No, Donald Trump didn’t win Texas ‘by a lot’ in 2020, it was among the worst GOP victory margins in decades

WASHINGTON —Donald Trump falsely boasted during his campaign last fall that he’d won Texas by a “landslide” in 2016, and on Saturday night, he told another whopper about his popularity in Texas – this time about his performance in the 2020 campaign.

“We won Texas by a lot,” he claimed at a North Carolina GOP dinner.

That’s revisionist history, pure and simple.

Trump carried Texas last November by a margin of just 5.6 percentage points – even worse than his 9-point margin in Texas over Hillary Clinton four years earlier.

Only two GOP nominees have won Texas by a smaller margin since 1976, when President Gerald Ford lost the state and the White House to Democrat Jimmy Carter, 51-48.

Trump also lagged other Republicans running statewide last November, notably Sen. John Cornyn, who topped MJ Hegar by 9.6 points. Railroad Commissioner Jim Wright won by nearly as much.

So, it’s not as though Trump had coattails in Texas to brag about last fall, either.

His Texas margin of victory did seem like a lot compared to polls in early July, which showed a 5-point deficit. But that was Joe Biden’s high point in Texas and he effectively abandoned the state to focus elsewhere.

Texas had not been a battleground in decades before Trump’s anemic showing in 2016.

The single-digit victory margin put a scare into Republicans, who have no viable path to the White House without Texas because of Democratic dominance in California and New York.

Democrats smelled opportunity for the 2018 midterms, when Beto O’Rourke held Sen. Ted Cruz below 51%, the worst showing for any statewide Republican nominee since 1994.

As for the purported “landslide” over Clinton in 2016, Trump occasionally liked to make that claim, as he did while stumping in Ohio six weeks before Election Day last fall.

There’s no precise definition, but political scientists and campaign experts reserve the term “landslide” for an overwhelming victory, especially one that exceeds expectations and demoralizes the losing side.

A 9-point win is a comfortable margin. In 2016, Trump carried battlegrounds Pennsylvania, Michigan and Wisconsin by less than 1 point.
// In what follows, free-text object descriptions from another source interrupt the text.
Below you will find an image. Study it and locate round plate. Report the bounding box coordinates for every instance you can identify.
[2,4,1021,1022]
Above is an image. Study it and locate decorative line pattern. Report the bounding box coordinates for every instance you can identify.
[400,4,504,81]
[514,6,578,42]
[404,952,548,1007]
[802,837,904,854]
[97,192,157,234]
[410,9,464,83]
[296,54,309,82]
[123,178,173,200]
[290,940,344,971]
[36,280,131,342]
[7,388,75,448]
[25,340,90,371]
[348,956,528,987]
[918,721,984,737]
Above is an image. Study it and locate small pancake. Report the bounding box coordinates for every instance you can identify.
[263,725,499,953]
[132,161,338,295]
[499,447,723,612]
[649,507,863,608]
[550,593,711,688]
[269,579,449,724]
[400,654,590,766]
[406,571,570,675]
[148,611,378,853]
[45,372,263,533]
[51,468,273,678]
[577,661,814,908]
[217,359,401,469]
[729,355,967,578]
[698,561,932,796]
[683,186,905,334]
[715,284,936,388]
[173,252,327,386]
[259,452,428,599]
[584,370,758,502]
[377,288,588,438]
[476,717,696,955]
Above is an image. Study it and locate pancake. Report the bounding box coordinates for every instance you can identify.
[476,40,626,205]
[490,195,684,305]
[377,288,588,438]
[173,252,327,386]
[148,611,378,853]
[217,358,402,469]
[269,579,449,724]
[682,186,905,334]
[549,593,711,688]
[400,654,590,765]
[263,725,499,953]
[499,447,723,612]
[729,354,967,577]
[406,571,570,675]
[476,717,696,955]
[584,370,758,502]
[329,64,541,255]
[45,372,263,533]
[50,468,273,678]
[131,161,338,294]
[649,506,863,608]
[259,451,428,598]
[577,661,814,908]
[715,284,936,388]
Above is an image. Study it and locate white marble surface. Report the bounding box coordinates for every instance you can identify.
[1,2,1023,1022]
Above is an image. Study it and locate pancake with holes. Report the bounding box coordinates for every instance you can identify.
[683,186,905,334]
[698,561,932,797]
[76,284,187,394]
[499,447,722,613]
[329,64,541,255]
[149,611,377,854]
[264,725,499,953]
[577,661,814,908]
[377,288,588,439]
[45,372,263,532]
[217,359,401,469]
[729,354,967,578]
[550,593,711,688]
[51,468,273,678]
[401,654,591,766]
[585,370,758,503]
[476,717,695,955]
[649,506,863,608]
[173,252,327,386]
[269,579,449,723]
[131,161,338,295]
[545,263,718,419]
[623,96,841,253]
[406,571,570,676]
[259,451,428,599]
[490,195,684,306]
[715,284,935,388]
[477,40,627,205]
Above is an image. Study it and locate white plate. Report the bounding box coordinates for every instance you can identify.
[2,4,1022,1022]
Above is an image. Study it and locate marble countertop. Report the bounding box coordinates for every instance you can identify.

But in Texas, which still hasn’t elected a Democrat statewide since 1994, it’s not a margin for a Republican presidential nominee to brag about.

Trump’s 9-point win over Clinton was 7 points smaller than Mitt Romney’s victory margin in Texas four years earlier – and the lowest for a Republican nominee since Bob Dole’s 5-point squeaker in 1996 – though both Romney and Dole lost despite the support from deep red Texas.